Amazon started enforcing its so-called “return-to-hub” policy in recent weeks, according to an internal email and Slack messages obtained by Insider. Hubs are the central locations assigned to each individual team — employees will have to work out of those hubs instead of any office nearest to their current city.
Amazon assigned offices for most individual employees, but not the whole team. Some employees told Insider that made office work pointless because many still had to use video calls to connect with their teammates spread across the country.
Why does Amazon even bother to do this? Why force their employees back to office if they’ll going to work remotely with their distributed team anyway? Why not save money on office space by letting those employees to work from their home?
Why not save money on office space by letting those employees to work from their home?
Because they can’t control them at home.
I’ve never felt more under control by the company I worked for than when my team was all on a Slack channel even though we were all WFH.
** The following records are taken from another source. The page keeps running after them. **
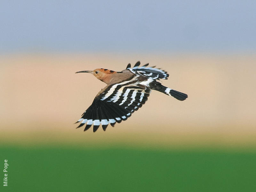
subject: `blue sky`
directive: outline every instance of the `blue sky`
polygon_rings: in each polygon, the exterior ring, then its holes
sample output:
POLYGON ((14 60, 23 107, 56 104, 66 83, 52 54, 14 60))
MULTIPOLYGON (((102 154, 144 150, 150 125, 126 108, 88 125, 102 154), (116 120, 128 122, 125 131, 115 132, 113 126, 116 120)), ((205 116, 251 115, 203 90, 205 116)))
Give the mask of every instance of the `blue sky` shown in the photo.
POLYGON ((1 1, 0 53, 253 52, 256 13, 255 1, 1 1))

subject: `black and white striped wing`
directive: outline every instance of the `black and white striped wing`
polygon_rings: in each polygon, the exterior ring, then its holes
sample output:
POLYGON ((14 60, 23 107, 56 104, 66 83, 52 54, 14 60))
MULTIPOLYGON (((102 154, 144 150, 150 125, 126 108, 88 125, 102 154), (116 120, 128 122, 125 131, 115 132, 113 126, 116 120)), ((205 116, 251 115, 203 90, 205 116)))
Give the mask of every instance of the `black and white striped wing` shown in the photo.
POLYGON ((129 63, 126 68, 129 69, 133 73, 145 76, 153 79, 167 79, 169 76, 169 74, 167 73, 167 72, 160 68, 154 68, 155 66, 147 67, 148 65, 148 63, 147 63, 140 67, 139 66, 140 64, 140 62, 138 61, 133 68, 131 68, 131 64, 129 63))
POLYGON ((114 127, 116 122, 125 121, 141 107, 151 92, 151 89, 145 85, 129 82, 110 85, 95 98, 77 122, 81 123, 77 128, 86 124, 85 131, 93 124, 95 132, 100 124, 104 131, 109 124, 114 127))

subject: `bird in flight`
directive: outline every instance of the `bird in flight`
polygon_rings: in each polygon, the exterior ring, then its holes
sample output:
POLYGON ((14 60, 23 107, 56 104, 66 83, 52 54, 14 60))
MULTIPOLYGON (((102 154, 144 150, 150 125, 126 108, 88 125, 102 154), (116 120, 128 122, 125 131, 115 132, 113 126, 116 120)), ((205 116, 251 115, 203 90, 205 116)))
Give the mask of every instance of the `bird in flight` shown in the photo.
POLYGON ((102 68, 79 73, 91 73, 107 85, 100 91, 92 105, 76 123, 81 122, 77 128, 86 124, 84 131, 93 124, 96 132, 101 124, 106 131, 109 124, 113 127, 131 116, 148 100, 152 90, 156 90, 180 101, 188 95, 164 86, 157 80, 167 79, 166 71, 156 66, 147 67, 148 63, 140 67, 138 61, 133 68, 129 63, 126 69, 116 72, 102 68))

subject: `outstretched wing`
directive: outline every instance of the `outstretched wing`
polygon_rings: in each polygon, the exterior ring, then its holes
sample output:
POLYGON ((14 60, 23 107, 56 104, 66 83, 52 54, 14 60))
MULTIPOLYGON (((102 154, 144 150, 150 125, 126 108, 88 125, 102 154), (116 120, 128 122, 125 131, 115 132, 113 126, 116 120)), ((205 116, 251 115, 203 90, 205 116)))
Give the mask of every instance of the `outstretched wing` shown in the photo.
POLYGON ((81 122, 77 128, 86 124, 85 131, 93 124, 95 132, 101 124, 105 131, 109 124, 114 127, 116 122, 127 119, 148 100, 151 92, 148 84, 152 81, 148 80, 140 84, 138 81, 124 81, 104 89, 76 122, 81 122))
POLYGON ((139 67, 140 64, 140 62, 138 61, 133 68, 131 68, 131 64, 129 63, 126 68, 129 69, 133 73, 145 76, 148 78, 153 79, 167 79, 169 76, 169 74, 167 71, 160 68, 154 68, 155 66, 147 67, 148 65, 148 63, 147 63, 142 67, 139 67))

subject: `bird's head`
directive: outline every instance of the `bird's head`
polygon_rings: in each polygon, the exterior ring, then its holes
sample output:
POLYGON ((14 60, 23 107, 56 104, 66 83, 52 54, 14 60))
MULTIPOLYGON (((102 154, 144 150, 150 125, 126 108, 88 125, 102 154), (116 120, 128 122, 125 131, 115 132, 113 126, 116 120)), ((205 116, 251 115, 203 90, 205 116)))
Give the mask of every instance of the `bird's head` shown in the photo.
POLYGON ((114 71, 112 70, 110 70, 107 69, 103 69, 101 68, 100 69, 96 69, 93 71, 77 71, 76 73, 91 73, 94 76, 96 77, 100 81, 106 83, 107 84, 107 81, 108 81, 109 77, 111 76, 111 74, 114 74, 117 73, 116 71, 114 71))

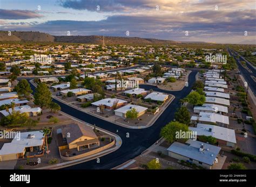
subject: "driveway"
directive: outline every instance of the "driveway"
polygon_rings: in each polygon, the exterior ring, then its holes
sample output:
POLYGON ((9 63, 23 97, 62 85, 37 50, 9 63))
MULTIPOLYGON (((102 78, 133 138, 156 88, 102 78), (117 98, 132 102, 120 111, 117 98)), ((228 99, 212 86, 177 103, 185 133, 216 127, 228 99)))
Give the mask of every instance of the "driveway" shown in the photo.
POLYGON ((14 169, 17 160, 0 162, 0 169, 14 169))
MULTIPOLYGON (((111 122, 104 120, 88 113, 76 110, 57 100, 53 101, 60 105, 62 111, 90 124, 95 124, 96 126, 110 131, 118 135, 122 139, 122 145, 117 150, 100 157, 100 163, 95 160, 72 166, 68 169, 107 169, 112 168, 125 162, 133 159, 140 155, 159 139, 161 128, 174 119, 174 113, 180 107, 179 100, 187 96, 192 89, 192 86, 196 80, 197 71, 192 71, 188 77, 188 87, 184 87, 178 91, 165 91, 153 86, 140 85, 140 87, 149 90, 172 94, 176 96, 172 103, 166 108, 161 116, 151 127, 140 130, 129 129, 116 125, 111 122), (118 131, 117 131, 118 130, 118 131), (128 138, 126 136, 129 133, 128 138)), ((31 85, 35 90, 35 87, 31 85)))

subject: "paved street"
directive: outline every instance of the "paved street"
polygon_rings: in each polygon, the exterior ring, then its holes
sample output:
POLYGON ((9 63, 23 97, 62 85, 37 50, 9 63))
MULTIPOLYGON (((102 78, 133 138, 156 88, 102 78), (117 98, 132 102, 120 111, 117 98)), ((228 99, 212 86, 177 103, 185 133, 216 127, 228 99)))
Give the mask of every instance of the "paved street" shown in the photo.
POLYGON ((248 62, 246 62, 247 67, 250 69, 251 71, 252 71, 252 73, 249 72, 248 70, 245 68, 241 64, 241 61, 244 60, 241 57, 240 57, 239 59, 237 59, 233 55, 233 53, 234 53, 235 54, 237 54, 237 53, 234 52, 233 51, 231 51, 230 49, 228 49, 228 51, 230 53, 230 54, 231 54, 231 56, 232 56, 237 61, 240 73, 241 74, 241 75, 245 78, 245 80, 248 83, 248 85, 252 90, 252 92, 254 94, 254 95, 256 95, 256 83, 253 79, 251 77, 251 75, 253 75, 256 77, 256 70, 253 67, 251 66, 251 64, 250 64, 248 62))
MULTIPOLYGON (((93 116, 85 113, 68 106, 57 100, 53 100, 59 104, 62 107, 62 111, 68 113, 75 118, 91 124, 96 124, 109 131, 118 134, 122 138, 123 143, 121 147, 117 150, 100 157, 100 163, 98 163, 96 160, 78 164, 66 168, 65 169, 111 169, 120 164, 129 160, 139 155, 146 148, 151 146, 159 139, 160 131, 163 126, 174 118, 174 114, 177 108, 180 107, 179 100, 185 97, 191 90, 191 87, 196 80, 197 71, 192 71, 188 77, 188 87, 178 91, 161 90, 154 86, 149 85, 140 85, 140 87, 149 90, 153 90, 163 92, 171 94, 176 96, 172 103, 168 106, 161 116, 150 127, 133 130, 117 126, 110 122, 98 118, 93 116), (118 130, 118 132, 117 132, 118 130), (126 138, 126 133, 129 133, 129 138, 126 138)), ((34 90, 35 87, 31 85, 34 90)))

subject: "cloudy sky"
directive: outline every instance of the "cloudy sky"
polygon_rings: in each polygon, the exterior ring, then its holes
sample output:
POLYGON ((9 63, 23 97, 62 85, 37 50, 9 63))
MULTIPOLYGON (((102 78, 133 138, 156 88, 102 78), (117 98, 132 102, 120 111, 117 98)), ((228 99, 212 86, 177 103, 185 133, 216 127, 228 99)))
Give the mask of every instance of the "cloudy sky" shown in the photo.
POLYGON ((255 4, 255 0, 1 0, 0 30, 256 44, 255 4))

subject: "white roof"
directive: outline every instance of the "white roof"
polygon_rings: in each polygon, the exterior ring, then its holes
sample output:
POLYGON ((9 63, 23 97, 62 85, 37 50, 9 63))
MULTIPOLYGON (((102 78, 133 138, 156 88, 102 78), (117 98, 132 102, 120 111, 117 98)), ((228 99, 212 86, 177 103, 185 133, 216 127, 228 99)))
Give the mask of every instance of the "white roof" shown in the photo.
POLYGON ((141 112, 147 110, 147 108, 141 106, 135 105, 127 105, 119 108, 114 111, 114 112, 121 112, 122 113, 126 113, 127 111, 131 110, 132 108, 134 108, 138 112, 141 112))
POLYGON ((39 78, 40 81, 41 82, 47 82, 47 81, 59 81, 59 80, 55 77, 45 77, 45 78, 39 78))
POLYGON ((205 103, 202 106, 196 106, 194 107, 194 110, 228 113, 227 107, 214 104, 205 103))
POLYGON ((215 78, 215 77, 206 77, 206 79, 207 81, 225 81, 225 80, 224 78, 215 78))
POLYGON ((139 94, 142 94, 143 93, 145 93, 147 91, 143 88, 134 88, 134 89, 126 90, 124 91, 124 93, 129 94, 139 95, 139 94))
MULTIPOLYGON (((9 109, 10 113, 12 113, 12 109, 11 108, 9 109)), ((41 112, 41 109, 39 107, 31 108, 29 105, 24 105, 16 106, 14 107, 14 110, 15 111, 19 111, 21 113, 27 113, 27 112, 41 112)), ((4 116, 8 116, 10 114, 5 110, 1 110, 0 111, 3 115, 4 116)))
POLYGON ((104 73, 99 73, 98 74, 96 74, 95 75, 96 76, 99 76, 99 77, 105 77, 105 76, 107 76, 107 74, 105 74, 104 73))
POLYGON ((167 94, 161 92, 153 92, 145 97, 144 99, 151 98, 152 100, 154 100, 164 101, 166 99, 166 97, 168 98, 168 95, 167 94))
POLYGON ((225 85, 225 84, 216 84, 216 83, 205 83, 205 84, 211 87, 227 88, 227 85, 225 85))
POLYGON ((11 87, 1 87, 0 88, 0 91, 9 91, 11 89, 11 87))
POLYGON ((143 78, 140 77, 128 77, 127 78, 129 81, 143 81, 143 78))
POLYGON ((118 104, 127 103, 126 100, 114 98, 106 98, 106 99, 101 99, 96 102, 92 103, 92 105, 96 105, 96 106, 99 106, 101 105, 103 105, 112 107, 113 106, 114 102, 116 102, 116 100, 117 100, 118 101, 118 104))
MULTIPOLYGON (((112 79, 111 80, 107 80, 105 81, 105 82, 109 83, 116 83, 116 80, 115 79, 112 79)), ((117 80, 117 83, 119 83, 121 81, 120 80, 117 80)))
POLYGON ((40 66, 40 68, 44 69, 44 68, 51 68, 51 66, 40 66))
POLYGON ((89 92, 90 91, 91 91, 90 90, 88 90, 88 89, 86 89, 86 88, 76 88, 76 89, 71 89, 71 90, 68 89, 68 90, 62 90, 62 91, 60 91, 60 92, 63 93, 63 94, 67 94, 68 92, 71 91, 73 94, 76 94, 76 93, 78 93, 78 92, 84 92, 84 91, 89 92))
POLYGON ((230 106, 230 102, 228 99, 223 99, 218 97, 205 97, 206 103, 214 103, 226 106, 230 106))
MULTIPOLYGON (((100 96, 100 94, 97 94, 98 95, 98 96, 100 96)), ((82 95, 82 96, 78 96, 77 97, 77 98, 78 99, 83 99, 84 98, 87 99, 93 99, 93 94, 85 94, 85 95, 82 95)))
POLYGON ((130 70, 132 71, 138 71, 138 72, 144 72, 145 71, 145 69, 139 69, 139 68, 130 69, 130 70))
POLYGON ((197 132, 197 135, 212 136, 219 140, 237 143, 234 130, 220 127, 213 125, 197 124, 197 127, 189 127, 192 131, 197 132), (211 128, 211 132, 209 130, 211 128))
POLYGON ((214 91, 205 91, 206 96, 222 97, 226 99, 230 98, 228 94, 221 93, 214 91))
POLYGON ((135 71, 130 70, 120 70, 118 72, 122 72, 122 73, 134 73, 135 71))
POLYGON ((62 72, 65 72, 66 71, 65 71, 64 70, 60 69, 60 70, 54 70, 53 71, 55 73, 62 73, 62 72))
POLYGON ((66 83, 66 84, 60 84, 55 85, 51 86, 51 87, 55 88, 55 89, 58 89, 59 88, 60 89, 64 89, 64 88, 69 88, 70 86, 70 84, 66 83))
POLYGON ((40 73, 43 73, 43 74, 49 74, 49 71, 37 71, 37 73, 38 74, 40 74, 40 73))
MULTIPOLYGON (((121 85, 120 84, 117 84, 117 88, 121 88, 121 85)), ((109 84, 106 85, 106 89, 107 90, 112 90, 114 88, 116 88, 116 84, 109 84)), ((125 87, 123 85, 123 88, 125 89, 125 87)))
POLYGON ((204 77, 206 77, 206 78, 219 78, 219 75, 213 75, 207 74, 207 75, 204 75, 204 77))
POLYGON ((210 84, 227 84, 226 81, 206 81, 205 83, 210 83, 210 84))
POLYGON ((10 97, 15 97, 17 98, 18 94, 16 92, 9 92, 9 93, 4 93, 4 94, 0 94, 0 99, 3 99, 5 98, 9 98, 10 97))
MULTIPOLYGON (((88 77, 91 77, 91 78, 96 78, 96 76, 93 76, 93 75, 92 75, 91 74, 87 74, 86 76, 88 77)), ((84 78, 85 77, 85 74, 80 75, 79 77, 82 77, 83 78, 84 78)))
POLYGON ((172 153, 196 160, 199 162, 212 166, 215 159, 219 154, 221 148, 205 143, 199 141, 188 139, 186 143, 178 142, 173 142, 167 150, 172 153), (199 151, 199 148, 204 146, 204 150, 199 151))
POLYGON ((32 71, 21 71, 21 74, 32 74, 32 71))
POLYGON ((0 155, 23 153, 26 147, 42 146, 44 136, 41 131, 21 133, 21 139, 14 138, 10 143, 4 143, 0 150, 0 155), (29 134, 34 134, 35 138, 28 138, 29 134))
POLYGON ((207 90, 207 91, 219 91, 220 92, 224 92, 224 89, 223 88, 220 88, 205 87, 204 89, 205 90, 207 90))
POLYGON ((9 82, 9 79, 0 79, 0 83, 6 83, 9 82))
POLYGON ((150 78, 148 81, 164 81, 164 80, 165 80, 165 78, 153 77, 153 78, 150 78))
POLYGON ((229 125, 230 124, 228 116, 214 113, 201 112, 199 113, 199 116, 192 116, 191 119, 192 120, 213 123, 221 123, 227 125, 229 125))
POLYGON ((5 99, 0 100, 0 106, 3 105, 9 105, 11 103, 14 103, 15 104, 24 104, 29 103, 29 101, 28 100, 19 100, 18 98, 5 99))
POLYGON ((80 69, 83 69, 84 70, 90 70, 91 71, 95 71, 95 68, 83 68, 80 69))

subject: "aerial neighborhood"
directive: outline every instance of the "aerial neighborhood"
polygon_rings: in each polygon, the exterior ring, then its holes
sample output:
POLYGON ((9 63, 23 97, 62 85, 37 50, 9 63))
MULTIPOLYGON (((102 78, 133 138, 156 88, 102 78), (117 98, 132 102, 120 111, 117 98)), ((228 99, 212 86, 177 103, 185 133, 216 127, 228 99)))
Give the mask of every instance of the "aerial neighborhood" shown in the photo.
POLYGON ((126 138, 139 142, 132 131, 151 128, 154 146, 113 169, 255 168, 255 96, 235 70, 233 52, 218 46, 158 52, 153 46, 0 47, 1 169, 98 159, 126 138), (210 53, 228 55, 227 62, 206 62, 210 53))

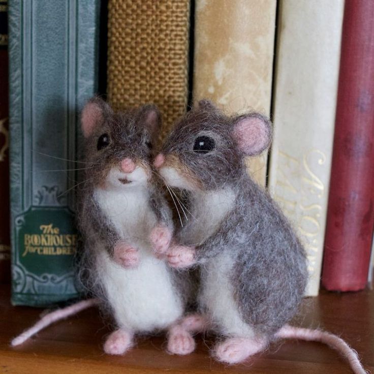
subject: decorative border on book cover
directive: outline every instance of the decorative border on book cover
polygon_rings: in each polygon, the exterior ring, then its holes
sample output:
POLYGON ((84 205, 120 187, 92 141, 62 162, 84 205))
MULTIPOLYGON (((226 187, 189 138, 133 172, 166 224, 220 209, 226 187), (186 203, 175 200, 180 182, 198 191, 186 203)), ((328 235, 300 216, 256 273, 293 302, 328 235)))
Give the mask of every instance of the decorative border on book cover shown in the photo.
MULTIPOLYGON (((76 297, 78 112, 96 91, 100 2, 14 0, 9 7, 12 296, 76 297)), ((78 164, 82 165, 82 164, 78 164)))

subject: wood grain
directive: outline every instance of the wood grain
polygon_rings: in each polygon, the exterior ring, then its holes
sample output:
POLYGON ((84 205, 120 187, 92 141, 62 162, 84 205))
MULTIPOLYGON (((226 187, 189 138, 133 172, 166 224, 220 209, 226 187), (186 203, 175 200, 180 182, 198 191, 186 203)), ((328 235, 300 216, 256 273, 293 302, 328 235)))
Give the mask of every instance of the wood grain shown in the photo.
MULTIPOLYGON (((318 344, 288 340, 245 364, 230 367, 209 356, 212 337, 198 337, 198 349, 189 356, 171 356, 164 350, 163 336, 138 339, 123 356, 103 353, 102 345, 110 329, 97 309, 86 310, 57 323, 17 348, 11 338, 36 321, 41 309, 14 307, 9 286, 0 288, 0 373, 161 373, 209 372, 225 374, 348 374, 347 362, 333 350, 318 344)), ((304 300, 295 324, 319 327, 339 335, 359 353, 367 369, 374 370, 374 293, 368 290, 339 294, 323 291, 304 300)))

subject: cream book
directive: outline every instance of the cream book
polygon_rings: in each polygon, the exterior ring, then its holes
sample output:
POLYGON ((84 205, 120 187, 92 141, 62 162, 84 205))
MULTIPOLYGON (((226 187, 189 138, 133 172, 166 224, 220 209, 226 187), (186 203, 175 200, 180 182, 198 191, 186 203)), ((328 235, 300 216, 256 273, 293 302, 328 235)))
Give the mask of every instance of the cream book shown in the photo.
MULTIPOLYGON (((227 113, 253 109, 268 115, 275 0, 196 0, 193 100, 206 98, 227 113)), ((263 185, 267 155, 250 160, 263 185)))
POLYGON ((298 232, 318 294, 340 58, 342 0, 279 3, 269 189, 298 232))

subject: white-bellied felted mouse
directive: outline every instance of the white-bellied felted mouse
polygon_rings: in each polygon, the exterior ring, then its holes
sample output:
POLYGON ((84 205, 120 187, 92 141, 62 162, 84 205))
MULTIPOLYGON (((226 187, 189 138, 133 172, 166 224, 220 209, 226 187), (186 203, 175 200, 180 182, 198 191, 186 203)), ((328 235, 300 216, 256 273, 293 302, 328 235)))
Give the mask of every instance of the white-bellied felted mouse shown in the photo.
MULTIPOLYGON (((186 191, 191 219, 159 255, 173 267, 199 265, 202 317, 194 327, 222 337, 213 352, 219 360, 241 362, 276 338, 300 338, 337 348, 356 372, 364 372, 338 337, 286 325, 304 294, 305 253, 244 162, 269 146, 271 132, 260 114, 227 116, 207 100, 177 123, 154 165, 167 185, 186 191)), ((169 350, 183 353, 170 342, 169 350)))
MULTIPOLYGON (((135 334, 173 327, 184 313, 190 282, 188 274, 177 274, 151 247, 168 245, 173 232, 171 212, 152 170, 152 143, 161 125, 156 107, 115 113, 94 98, 84 107, 81 122, 85 175, 78 209, 84 242, 79 270, 82 284, 96 298, 47 315, 12 345, 97 303, 116 328, 104 350, 121 354, 133 345, 135 334)), ((169 336, 181 338, 183 333, 172 329, 169 336)))

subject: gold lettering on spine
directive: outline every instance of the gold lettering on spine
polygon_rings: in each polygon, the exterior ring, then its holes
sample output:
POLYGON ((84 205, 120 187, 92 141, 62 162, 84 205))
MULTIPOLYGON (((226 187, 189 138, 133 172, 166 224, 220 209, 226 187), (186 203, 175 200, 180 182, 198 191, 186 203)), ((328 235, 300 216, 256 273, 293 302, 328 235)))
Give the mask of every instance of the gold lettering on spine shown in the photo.
POLYGON ((321 200, 325 188, 318 173, 326 158, 317 149, 303 154, 302 161, 280 151, 278 158, 274 197, 285 214, 297 225, 306 251, 308 270, 311 274, 323 239, 320 236, 321 200))
POLYGON ((72 255, 77 250, 76 234, 60 234, 52 224, 41 225, 40 234, 25 234, 24 251, 22 257, 28 254, 43 255, 72 255))

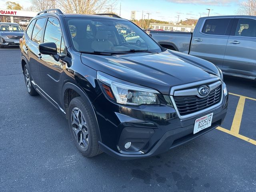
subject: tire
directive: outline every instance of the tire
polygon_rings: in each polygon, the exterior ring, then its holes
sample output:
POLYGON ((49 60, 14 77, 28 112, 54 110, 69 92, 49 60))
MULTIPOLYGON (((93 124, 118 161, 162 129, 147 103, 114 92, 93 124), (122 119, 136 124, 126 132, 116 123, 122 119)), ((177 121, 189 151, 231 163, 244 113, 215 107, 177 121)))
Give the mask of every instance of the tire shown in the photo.
POLYGON ((68 107, 68 124, 70 133, 79 151, 86 157, 102 152, 98 144, 97 123, 88 101, 81 97, 71 100, 68 107))
POLYGON ((141 42, 140 42, 140 40, 137 40, 136 42, 136 45, 139 47, 140 46, 140 45, 141 45, 141 42))
POLYGON ((38 95, 38 93, 36 92, 36 91, 33 86, 32 82, 31 82, 31 78, 30 78, 31 76, 29 73, 29 71, 27 65, 26 64, 24 67, 24 70, 23 70, 24 78, 25 79, 25 83, 26 83, 26 86, 27 88, 27 90, 28 92, 30 95, 32 96, 34 96, 38 95))

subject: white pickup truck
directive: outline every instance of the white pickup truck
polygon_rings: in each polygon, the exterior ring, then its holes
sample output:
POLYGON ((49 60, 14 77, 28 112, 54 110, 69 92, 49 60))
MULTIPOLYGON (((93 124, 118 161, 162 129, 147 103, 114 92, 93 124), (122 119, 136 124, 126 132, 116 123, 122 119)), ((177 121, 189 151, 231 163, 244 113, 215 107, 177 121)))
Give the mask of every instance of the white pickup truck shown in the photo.
POLYGON ((29 23, 29 21, 28 20, 27 20, 26 19, 22 19, 19 22, 19 24, 21 26, 25 26, 26 27, 28 25, 29 23))
POLYGON ((224 74, 256 80, 256 17, 200 18, 193 33, 150 31, 162 46, 199 57, 224 74))

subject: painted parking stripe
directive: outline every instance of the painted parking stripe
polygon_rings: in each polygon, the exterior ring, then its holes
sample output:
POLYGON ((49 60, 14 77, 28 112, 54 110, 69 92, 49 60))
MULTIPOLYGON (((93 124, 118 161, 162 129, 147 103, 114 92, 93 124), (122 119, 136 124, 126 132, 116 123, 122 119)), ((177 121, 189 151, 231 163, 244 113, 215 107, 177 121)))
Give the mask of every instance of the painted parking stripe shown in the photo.
POLYGON ((239 100, 236 107, 235 116, 232 123, 231 128, 230 130, 222 128, 221 127, 218 127, 216 129, 256 145, 256 140, 239 134, 239 130, 240 129, 240 126, 244 107, 245 99, 250 99, 254 101, 256 101, 256 99, 234 93, 229 93, 229 94, 240 97, 239 100))

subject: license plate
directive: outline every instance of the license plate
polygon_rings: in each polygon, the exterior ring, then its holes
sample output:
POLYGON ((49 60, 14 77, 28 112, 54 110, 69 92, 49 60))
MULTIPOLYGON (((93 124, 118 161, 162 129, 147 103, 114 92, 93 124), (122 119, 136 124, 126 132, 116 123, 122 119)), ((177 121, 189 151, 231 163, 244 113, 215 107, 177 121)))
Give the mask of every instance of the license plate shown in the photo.
POLYGON ((194 126, 194 134, 210 127, 212 125, 213 113, 208 114, 203 117, 196 119, 195 121, 195 125, 194 126))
Just curious, how does being in a Slack channel feel more like being controlled than being in an office?
They bought a ton of real estate over the years.
Then places like Seattle were literally falling a part without the added cash cow of commuters stuck in bumper to bumper traffic for 16 hours of a workday.
https://sdotblog.seattle.gov/2020/06/24/2020-project-pause-en/
It did survive and survived better than others: https://www.seattletimes.com/business/seattle-fared-better-than-expected-in-the-pandemic-economy/
But theres no pussyfooting about it. Shit was bad and we are still in a hard recovery from it. Almost like our cities are suffering from their own form of Long Covid.